Once the cabin heated up Carlos asked, “Are the wires all in now?”
“Yes they are and we are ready to close them in,” I stated
“So what are you going to use on the walls since we have no drywall?” Carlos asked.
“Well what we do have is twenty rolls of insulation we need to roll into the walls. Then we can hang that interior paneling,” I said.
“I thought we were just going to use it outside?” Carlos asked.
“I think there is enough to finish this cabin, then we can worry about the other one,” I insisted.
So we all worked on putting the insulation into the wall cavities, then we put up the tongue and grooved paneling.
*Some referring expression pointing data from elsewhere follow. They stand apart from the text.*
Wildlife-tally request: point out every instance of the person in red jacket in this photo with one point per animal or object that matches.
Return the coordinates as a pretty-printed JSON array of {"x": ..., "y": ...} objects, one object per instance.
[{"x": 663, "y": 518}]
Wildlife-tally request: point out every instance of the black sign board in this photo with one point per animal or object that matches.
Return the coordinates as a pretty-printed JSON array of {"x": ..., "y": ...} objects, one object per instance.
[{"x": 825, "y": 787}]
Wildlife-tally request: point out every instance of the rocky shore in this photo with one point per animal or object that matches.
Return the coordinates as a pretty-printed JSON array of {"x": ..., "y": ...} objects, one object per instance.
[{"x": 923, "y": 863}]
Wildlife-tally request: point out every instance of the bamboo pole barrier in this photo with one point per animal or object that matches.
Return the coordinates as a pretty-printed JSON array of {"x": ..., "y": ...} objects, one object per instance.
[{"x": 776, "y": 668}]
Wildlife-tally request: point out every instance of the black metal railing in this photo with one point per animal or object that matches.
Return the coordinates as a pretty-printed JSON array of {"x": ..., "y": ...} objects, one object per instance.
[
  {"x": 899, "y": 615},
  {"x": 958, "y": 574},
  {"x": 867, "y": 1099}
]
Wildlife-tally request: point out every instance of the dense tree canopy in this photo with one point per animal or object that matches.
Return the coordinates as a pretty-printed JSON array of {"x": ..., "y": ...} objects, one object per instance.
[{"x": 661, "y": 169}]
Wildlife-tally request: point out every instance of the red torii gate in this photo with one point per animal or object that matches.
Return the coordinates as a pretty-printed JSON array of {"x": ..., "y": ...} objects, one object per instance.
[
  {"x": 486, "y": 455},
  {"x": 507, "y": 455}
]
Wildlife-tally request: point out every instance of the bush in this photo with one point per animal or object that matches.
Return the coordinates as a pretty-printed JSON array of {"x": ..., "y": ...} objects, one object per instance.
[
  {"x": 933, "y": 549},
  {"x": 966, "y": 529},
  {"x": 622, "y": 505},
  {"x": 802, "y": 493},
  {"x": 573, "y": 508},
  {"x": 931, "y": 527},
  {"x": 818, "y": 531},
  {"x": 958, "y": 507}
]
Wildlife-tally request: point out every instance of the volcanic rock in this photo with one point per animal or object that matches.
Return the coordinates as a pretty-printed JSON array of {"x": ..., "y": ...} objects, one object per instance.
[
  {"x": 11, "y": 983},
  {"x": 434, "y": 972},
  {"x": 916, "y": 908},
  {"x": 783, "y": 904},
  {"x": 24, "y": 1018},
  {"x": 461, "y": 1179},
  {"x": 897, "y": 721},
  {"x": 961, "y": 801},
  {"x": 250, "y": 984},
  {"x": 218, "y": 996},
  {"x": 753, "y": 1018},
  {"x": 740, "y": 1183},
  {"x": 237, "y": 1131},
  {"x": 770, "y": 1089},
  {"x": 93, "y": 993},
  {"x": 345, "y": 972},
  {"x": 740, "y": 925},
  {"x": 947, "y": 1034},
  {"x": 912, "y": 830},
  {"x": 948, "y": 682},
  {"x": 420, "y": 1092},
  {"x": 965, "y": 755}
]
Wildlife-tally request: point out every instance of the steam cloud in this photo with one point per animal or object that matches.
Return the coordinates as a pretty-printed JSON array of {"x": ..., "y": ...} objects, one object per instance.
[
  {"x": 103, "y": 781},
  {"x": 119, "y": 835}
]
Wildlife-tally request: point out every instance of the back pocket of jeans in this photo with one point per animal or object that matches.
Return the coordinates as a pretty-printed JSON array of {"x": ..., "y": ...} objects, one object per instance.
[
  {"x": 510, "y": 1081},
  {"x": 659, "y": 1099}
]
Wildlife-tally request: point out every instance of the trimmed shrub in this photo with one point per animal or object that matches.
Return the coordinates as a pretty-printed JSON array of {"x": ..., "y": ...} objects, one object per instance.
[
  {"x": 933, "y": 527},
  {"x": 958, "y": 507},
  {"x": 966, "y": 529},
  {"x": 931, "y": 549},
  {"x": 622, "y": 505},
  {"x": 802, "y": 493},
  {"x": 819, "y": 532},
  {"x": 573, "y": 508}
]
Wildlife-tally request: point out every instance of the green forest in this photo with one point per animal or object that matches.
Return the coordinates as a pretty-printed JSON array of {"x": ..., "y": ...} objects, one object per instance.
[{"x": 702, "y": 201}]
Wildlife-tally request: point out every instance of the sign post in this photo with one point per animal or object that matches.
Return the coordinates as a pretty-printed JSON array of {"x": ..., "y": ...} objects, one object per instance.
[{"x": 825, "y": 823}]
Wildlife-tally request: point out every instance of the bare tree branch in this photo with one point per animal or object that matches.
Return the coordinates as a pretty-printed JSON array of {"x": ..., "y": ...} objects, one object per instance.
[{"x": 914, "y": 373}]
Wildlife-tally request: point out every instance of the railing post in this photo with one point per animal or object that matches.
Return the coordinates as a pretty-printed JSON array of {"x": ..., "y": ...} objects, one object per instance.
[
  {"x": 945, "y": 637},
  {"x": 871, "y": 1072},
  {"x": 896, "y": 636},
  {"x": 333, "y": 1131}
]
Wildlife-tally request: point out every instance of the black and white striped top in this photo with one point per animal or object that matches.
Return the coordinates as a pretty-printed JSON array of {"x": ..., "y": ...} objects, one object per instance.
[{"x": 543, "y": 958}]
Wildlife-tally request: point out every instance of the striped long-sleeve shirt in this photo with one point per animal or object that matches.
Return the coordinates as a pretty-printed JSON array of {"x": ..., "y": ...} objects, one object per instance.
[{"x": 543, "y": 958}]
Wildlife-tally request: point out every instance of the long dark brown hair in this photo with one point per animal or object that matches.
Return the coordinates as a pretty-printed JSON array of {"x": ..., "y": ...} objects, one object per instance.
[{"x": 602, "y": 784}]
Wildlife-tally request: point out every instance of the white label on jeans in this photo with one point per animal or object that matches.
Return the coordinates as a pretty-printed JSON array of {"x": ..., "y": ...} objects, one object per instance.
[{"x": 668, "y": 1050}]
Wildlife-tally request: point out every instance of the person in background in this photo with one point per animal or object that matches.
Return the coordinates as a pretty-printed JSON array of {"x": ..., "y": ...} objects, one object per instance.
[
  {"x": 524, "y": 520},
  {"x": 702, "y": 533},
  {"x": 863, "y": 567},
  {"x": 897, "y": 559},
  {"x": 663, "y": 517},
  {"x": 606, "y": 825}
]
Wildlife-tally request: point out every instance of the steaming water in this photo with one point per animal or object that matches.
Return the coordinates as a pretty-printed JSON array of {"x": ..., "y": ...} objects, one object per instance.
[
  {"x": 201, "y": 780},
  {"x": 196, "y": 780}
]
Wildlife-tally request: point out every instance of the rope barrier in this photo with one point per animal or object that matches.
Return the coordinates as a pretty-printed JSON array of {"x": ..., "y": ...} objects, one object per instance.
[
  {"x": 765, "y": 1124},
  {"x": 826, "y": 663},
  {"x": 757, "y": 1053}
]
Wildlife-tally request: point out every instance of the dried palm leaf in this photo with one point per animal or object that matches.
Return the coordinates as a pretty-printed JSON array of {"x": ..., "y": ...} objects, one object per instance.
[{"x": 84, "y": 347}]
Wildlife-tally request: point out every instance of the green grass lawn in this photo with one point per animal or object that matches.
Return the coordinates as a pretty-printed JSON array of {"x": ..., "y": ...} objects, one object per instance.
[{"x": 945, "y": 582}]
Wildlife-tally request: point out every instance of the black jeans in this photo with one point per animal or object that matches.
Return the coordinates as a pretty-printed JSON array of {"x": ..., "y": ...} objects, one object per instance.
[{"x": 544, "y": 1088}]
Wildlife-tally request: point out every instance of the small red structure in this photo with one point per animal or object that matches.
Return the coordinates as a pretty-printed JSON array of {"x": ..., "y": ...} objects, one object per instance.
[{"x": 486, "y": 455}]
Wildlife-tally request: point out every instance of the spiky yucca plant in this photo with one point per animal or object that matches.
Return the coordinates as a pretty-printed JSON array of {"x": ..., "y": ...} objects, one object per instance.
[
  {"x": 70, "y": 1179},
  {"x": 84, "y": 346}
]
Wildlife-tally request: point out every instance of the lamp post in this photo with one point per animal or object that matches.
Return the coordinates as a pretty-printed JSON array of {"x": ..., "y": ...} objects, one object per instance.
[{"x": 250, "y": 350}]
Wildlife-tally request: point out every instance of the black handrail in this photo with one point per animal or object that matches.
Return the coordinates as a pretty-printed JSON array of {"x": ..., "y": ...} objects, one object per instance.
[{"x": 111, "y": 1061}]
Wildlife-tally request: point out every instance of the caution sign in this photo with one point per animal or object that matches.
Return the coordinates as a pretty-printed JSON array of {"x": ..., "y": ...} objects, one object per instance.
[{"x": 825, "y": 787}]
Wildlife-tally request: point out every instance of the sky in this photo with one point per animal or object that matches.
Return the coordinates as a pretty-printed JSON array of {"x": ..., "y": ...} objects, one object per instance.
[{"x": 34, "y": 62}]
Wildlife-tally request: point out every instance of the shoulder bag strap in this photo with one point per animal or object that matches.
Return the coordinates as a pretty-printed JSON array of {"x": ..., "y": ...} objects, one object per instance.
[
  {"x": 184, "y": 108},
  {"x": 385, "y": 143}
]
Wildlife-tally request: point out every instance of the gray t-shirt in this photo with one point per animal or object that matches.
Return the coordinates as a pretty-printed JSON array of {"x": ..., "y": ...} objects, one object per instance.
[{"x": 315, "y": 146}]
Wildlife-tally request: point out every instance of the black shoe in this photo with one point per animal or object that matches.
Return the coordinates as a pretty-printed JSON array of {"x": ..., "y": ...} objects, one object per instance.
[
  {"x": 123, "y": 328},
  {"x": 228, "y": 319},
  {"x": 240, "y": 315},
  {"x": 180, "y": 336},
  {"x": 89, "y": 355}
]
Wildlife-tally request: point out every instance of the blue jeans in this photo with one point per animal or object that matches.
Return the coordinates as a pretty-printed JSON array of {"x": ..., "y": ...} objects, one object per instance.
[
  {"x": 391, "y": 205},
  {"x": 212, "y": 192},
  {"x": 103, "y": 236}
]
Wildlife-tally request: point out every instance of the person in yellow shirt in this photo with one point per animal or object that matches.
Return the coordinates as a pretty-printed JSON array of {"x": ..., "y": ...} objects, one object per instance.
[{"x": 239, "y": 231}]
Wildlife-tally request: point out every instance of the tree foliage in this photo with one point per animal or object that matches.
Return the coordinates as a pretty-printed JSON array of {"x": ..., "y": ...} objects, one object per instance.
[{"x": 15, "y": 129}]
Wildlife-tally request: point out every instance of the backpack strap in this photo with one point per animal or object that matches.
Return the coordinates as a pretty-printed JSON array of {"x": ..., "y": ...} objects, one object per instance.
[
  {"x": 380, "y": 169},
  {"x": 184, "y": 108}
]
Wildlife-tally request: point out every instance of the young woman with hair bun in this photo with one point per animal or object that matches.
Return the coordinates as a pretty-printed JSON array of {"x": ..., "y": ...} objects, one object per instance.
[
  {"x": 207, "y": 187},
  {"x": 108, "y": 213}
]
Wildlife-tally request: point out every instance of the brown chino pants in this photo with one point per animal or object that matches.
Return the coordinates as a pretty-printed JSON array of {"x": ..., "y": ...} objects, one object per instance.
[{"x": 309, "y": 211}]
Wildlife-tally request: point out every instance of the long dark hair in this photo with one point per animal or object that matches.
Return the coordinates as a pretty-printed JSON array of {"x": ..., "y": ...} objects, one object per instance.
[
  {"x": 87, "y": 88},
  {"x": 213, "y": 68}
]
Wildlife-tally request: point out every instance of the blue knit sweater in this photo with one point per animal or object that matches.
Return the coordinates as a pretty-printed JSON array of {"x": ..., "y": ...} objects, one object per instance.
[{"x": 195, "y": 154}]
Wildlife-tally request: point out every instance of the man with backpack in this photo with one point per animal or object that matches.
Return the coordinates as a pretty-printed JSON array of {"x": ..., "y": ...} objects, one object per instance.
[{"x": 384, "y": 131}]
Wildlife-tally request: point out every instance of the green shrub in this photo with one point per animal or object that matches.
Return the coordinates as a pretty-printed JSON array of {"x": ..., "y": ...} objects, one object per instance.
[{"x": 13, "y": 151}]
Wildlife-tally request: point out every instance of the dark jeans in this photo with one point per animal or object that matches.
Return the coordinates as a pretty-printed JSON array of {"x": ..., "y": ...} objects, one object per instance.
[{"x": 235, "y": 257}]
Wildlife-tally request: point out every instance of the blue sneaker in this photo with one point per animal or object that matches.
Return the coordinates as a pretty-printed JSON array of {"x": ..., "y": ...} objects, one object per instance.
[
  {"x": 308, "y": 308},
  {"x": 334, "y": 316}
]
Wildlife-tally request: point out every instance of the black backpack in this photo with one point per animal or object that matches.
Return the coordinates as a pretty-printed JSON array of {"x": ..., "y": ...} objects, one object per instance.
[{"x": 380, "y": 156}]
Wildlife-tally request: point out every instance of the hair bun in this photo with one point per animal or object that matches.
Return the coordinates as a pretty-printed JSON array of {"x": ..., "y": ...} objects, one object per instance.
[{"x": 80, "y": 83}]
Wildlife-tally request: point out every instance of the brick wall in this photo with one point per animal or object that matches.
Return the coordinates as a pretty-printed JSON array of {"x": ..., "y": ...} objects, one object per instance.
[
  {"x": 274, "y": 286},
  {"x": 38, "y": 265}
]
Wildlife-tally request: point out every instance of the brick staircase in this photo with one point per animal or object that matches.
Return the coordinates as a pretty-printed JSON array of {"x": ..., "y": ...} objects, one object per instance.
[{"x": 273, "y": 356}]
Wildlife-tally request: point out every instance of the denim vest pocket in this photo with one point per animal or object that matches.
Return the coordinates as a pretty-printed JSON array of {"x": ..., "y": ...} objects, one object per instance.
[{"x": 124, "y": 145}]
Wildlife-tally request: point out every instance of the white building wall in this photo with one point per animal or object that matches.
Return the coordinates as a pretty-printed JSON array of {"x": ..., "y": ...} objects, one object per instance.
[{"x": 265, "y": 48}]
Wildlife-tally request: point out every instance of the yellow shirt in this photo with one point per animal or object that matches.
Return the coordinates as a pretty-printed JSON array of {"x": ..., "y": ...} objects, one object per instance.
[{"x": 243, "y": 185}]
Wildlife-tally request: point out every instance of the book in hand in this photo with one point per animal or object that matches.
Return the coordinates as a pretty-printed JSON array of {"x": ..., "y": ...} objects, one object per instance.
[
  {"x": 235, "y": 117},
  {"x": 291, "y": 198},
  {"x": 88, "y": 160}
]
That same paneling when installed on the outside had required batter strips over the joints. Since there will be no appreciable moisture inside the cabin, there is no need for the boards, Carlos assured me.
By the end of the day we were ready for cabinets, the tiny shower, the kitchen sink and the chemical toilet. That was the plan for Wednesday if the power was not restored. If it was restored then Carlos wanted to install the windows and doors, leaving me to deal with the vendors necessary to finish the cabin. It would most likely be the final push.